Finalmente, detrás del fenómeno de la chicha hay algo más importante. Es el mensaje de un país joven que ahora pide políticas de estado que defiendan y salvaguarden su identidad representada en elementos casi desconocidos, que pide la conservación de sus riquezas culturales, materiales e inmateriales, que se siente orgulloso de lucir un morral wayúu y quiere conocer los sitios más apartados de su territorio, que se identifica con su música, con su baile, con su paisaje y su comida.
Al contrario de lo que pasaba en el siglo XX, la identidad de un país ya no es trazada por un grupo dominante. Hoy la identidad, esa palabra tan utilizada y maltratada, se distingue por una huella imborrable y propia, lleva en sus líneas una geografía con todo un contenido cultural que palpita a través de las costumbres heredadas y mantienen una tradición histórica que debemos conservar.

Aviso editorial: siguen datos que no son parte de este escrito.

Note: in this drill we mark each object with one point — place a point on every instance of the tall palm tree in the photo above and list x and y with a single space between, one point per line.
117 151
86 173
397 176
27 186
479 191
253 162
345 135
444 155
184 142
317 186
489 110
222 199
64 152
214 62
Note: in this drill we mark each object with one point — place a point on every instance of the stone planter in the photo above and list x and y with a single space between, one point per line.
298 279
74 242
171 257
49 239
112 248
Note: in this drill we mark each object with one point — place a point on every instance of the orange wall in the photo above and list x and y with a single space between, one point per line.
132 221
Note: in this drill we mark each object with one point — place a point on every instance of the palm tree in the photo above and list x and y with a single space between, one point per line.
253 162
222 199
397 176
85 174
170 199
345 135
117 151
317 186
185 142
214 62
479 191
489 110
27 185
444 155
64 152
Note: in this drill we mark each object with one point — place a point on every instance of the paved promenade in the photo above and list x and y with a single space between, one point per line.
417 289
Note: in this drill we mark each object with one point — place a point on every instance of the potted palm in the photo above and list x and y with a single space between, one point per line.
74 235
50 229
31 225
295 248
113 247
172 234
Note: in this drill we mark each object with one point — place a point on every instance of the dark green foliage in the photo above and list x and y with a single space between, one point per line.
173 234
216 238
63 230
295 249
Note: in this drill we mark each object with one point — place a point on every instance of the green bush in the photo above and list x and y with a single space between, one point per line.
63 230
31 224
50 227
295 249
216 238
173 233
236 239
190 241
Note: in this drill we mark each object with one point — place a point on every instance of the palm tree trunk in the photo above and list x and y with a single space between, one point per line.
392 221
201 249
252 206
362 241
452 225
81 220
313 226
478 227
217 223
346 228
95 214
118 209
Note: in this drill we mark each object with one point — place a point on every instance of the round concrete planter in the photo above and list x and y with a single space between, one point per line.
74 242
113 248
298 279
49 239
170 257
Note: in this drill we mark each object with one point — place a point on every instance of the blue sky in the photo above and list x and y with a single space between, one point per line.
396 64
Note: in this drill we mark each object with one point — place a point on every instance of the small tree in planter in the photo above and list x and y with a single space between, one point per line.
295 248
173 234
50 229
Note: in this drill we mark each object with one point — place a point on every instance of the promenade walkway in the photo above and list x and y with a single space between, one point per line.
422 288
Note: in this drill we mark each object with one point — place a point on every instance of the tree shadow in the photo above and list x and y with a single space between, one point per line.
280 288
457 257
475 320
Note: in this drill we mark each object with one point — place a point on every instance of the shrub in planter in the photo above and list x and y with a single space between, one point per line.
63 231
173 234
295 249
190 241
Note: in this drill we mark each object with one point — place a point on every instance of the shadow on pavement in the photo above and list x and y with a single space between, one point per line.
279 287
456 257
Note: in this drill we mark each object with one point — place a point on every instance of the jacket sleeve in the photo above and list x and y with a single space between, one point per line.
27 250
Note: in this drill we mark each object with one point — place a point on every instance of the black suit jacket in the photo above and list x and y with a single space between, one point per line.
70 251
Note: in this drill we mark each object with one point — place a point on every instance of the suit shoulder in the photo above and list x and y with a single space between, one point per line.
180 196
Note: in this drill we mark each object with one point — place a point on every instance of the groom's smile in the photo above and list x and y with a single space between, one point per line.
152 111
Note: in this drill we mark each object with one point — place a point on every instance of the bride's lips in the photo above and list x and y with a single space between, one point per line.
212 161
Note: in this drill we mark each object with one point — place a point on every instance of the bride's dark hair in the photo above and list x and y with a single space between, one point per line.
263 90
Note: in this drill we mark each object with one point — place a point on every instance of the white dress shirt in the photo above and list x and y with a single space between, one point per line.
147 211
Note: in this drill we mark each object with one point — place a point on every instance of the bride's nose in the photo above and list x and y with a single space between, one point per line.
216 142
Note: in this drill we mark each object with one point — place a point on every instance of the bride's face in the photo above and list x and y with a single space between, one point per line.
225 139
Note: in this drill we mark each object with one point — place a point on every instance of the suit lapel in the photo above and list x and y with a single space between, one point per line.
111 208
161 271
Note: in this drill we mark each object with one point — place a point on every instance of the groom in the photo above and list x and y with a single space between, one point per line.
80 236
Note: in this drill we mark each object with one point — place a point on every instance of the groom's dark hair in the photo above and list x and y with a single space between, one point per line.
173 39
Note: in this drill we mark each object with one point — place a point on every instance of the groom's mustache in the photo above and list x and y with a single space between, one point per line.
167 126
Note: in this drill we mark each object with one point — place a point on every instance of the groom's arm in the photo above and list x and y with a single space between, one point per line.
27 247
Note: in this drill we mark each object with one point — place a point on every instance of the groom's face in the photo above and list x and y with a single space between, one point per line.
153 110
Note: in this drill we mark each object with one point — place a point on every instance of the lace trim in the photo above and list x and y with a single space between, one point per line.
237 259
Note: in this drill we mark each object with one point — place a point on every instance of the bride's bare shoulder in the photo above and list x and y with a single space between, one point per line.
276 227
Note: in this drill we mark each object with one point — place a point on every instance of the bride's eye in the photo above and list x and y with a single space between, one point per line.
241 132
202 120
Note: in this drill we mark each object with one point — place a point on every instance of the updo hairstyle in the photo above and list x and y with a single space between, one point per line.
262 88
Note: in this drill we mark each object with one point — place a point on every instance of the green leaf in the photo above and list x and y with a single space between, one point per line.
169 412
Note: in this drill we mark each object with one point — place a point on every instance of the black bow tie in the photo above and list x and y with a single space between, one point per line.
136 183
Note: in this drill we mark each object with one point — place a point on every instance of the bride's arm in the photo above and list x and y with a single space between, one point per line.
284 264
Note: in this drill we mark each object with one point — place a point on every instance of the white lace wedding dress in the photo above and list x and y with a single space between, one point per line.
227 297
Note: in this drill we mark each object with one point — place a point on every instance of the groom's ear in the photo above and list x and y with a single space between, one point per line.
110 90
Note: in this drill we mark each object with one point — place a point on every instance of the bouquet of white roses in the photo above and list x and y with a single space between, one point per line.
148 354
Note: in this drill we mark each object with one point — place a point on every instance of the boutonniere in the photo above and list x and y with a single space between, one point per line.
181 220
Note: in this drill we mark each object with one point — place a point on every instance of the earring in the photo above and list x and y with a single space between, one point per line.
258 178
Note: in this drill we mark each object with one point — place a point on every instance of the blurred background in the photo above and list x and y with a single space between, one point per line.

Colombia en su amplia geografía se da el placer de ofrecer, desde San Andrés y Providencia hasta Leticia, una variedad infinita de imágenes, de sonidos, de movimientos de cintura y de vibraciones, de palabras con ritmo y poesía, de canciones y versos, de sabores y olores. Ese conjunto de expresiones tiene su anclaje esencial en la vida de las comunidades, de ellas nacieron, con ellas crecieron y ellas mismas son su razón de ser; es la manera de decirnos colombianos y de identificarnos a través de una piragua, una cumbia, un mapalé, un Macondo, una chicha, un ajiaco, un champús o un arroz con coco.
Arrancar alguna rama de este árbol que nos hace sentir idénticos, hace que pierda valor y consistencia todo el tejido y enramaje que nos une y transforma el espíritu de la Nación. Eso es, finalmente, lo que nuestras políticas patrimoniales deben evitar.